For the eggnog icing

  • 3/4 cup (210g) powdered sugar
  • 3 Tablespoons eggnog
  • 1/4 teaspoon espresso powder
  • 1/4 teaspoon pure vanilla extract
  • 1/8 teaspoon ground cinnamon


For the cookies

  1. Preheat oven to 350 degrees.  Line large baking sheet with parchment paper.
  2. Combine oil, brown sugar, egg yolk, eggnog, and vanilla in a large mixing bowl.
  3. Using an electric hand mixer (or stand mixer), cream ingredients together for 30-45 seconds, until combined. An electric or stand mixer will really combine the ingredients as opposed to mixing by hand!
  4. In a separate medium bowl, whisk flour, espresso powder, baking soda, spices, and salt.
  5. Slowly combine dry ingredients with wet ingredients and mix with a rubber spatula until combined and a dough forms.
  6. Using an ice cream scoop or Tablespoon, scoop ~2 Tablespoons of dough and place ~2" apart on prepared baking sheet.
  7. Bake 10-12 minutes, or until edges start to turn golden brown.
  8. Make the glaze while cookies cool.

For the glaze

  1. Whisk all ingredients in a small bowl.
  2. Using the whisk, drizzle glaze over completely cooled cookies.
  3. Let glaze dry (~10 minutes) and enjoy!

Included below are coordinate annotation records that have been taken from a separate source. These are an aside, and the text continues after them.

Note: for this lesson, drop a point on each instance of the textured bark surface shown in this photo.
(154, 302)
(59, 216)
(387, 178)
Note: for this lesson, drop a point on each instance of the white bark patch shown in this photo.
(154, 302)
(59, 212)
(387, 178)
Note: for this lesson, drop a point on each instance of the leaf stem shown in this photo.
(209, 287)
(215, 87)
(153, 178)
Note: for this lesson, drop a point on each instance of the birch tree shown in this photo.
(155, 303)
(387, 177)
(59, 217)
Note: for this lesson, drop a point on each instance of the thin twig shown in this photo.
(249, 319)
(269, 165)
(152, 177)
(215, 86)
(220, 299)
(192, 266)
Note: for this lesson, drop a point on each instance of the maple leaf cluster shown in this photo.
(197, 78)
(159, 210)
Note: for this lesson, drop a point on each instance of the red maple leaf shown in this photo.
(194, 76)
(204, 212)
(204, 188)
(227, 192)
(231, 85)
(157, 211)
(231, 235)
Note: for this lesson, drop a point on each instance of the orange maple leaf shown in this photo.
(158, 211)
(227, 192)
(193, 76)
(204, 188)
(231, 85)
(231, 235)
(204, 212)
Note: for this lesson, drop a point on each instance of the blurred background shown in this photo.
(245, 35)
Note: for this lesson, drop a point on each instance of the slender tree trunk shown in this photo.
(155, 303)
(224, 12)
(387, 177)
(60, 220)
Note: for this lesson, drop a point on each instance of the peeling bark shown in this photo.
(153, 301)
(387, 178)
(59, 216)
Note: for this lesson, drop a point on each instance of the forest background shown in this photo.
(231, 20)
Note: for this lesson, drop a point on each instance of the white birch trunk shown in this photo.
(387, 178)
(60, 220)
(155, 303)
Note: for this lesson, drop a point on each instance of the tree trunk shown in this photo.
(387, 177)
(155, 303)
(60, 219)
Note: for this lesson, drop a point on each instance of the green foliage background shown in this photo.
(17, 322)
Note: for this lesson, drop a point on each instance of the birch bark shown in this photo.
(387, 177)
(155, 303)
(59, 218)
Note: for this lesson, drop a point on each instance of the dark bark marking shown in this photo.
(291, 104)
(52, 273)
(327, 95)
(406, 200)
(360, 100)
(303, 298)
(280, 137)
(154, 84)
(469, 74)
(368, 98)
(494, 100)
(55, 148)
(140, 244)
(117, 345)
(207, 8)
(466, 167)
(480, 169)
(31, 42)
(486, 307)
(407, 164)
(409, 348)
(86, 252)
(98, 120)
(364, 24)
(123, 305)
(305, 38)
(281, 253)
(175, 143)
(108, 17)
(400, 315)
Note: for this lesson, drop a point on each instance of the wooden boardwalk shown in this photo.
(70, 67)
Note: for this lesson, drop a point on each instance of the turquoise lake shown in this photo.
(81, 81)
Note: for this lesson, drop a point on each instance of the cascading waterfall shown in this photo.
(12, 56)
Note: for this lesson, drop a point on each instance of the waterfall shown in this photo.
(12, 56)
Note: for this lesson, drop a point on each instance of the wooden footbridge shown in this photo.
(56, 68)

  • Store leftover cookies in an airtight container at room temperature for up to 4 days. They'll last up to 6 or 7 days in the refrigerator!
  • If you want to freeze them, you can either freeze the dough before baking or bake the cookies and then freeze before icing.
  • Be sure to wait to stack the cooled cookies until the eggnog icing has dried completely.
  • Serve these eggnog latte cookies as is or part of a Christmas cookies platter! Don't forget a glass of eggnog, hot chocolate, or cold glass of milk on the side too.
  • These easy eggnog cookies are a great addition to a cookie exchange or if you want to get ahead of the holiday baking craziness. Simply freeze the cookie dough before baking or bake the cookies and then freeze! I would ice them right before enjoying as the eggnog icing may separate after thawing.
  • You could use a teaspoon of rum extract instead of vanilla extract for more of a traditional eggnog flavor.
  • Instant espresso powder or instant coffee won't yield the same results, texture- and flavor-wise. I highly recommend using espresso powder!
  • Homemade eggnog or eggnog from the grocery store will work great!
  • Use a small ice cream scoop to scoop the raw cookie dough onto the prepared baking sheet for uniform cookie size. It also helps give them a perfectly round shape!
  • Wait until the cookies are completely cool before drizzling the eggnog glaze. If the cookies are too warm, the icing will melt and run off of the cookies.
  • When storing these cookies, it's ideal to store them in a single even layer as the icing might stick to the bottom of a cookie stacked on top. If you have/want to stack the cookies, be sure to let them cool completely first and the icing dry!
  • Be sure to only mix the wet ingredients for 30-45 seconds. Going too long will add air bubbles and make the cookies tough.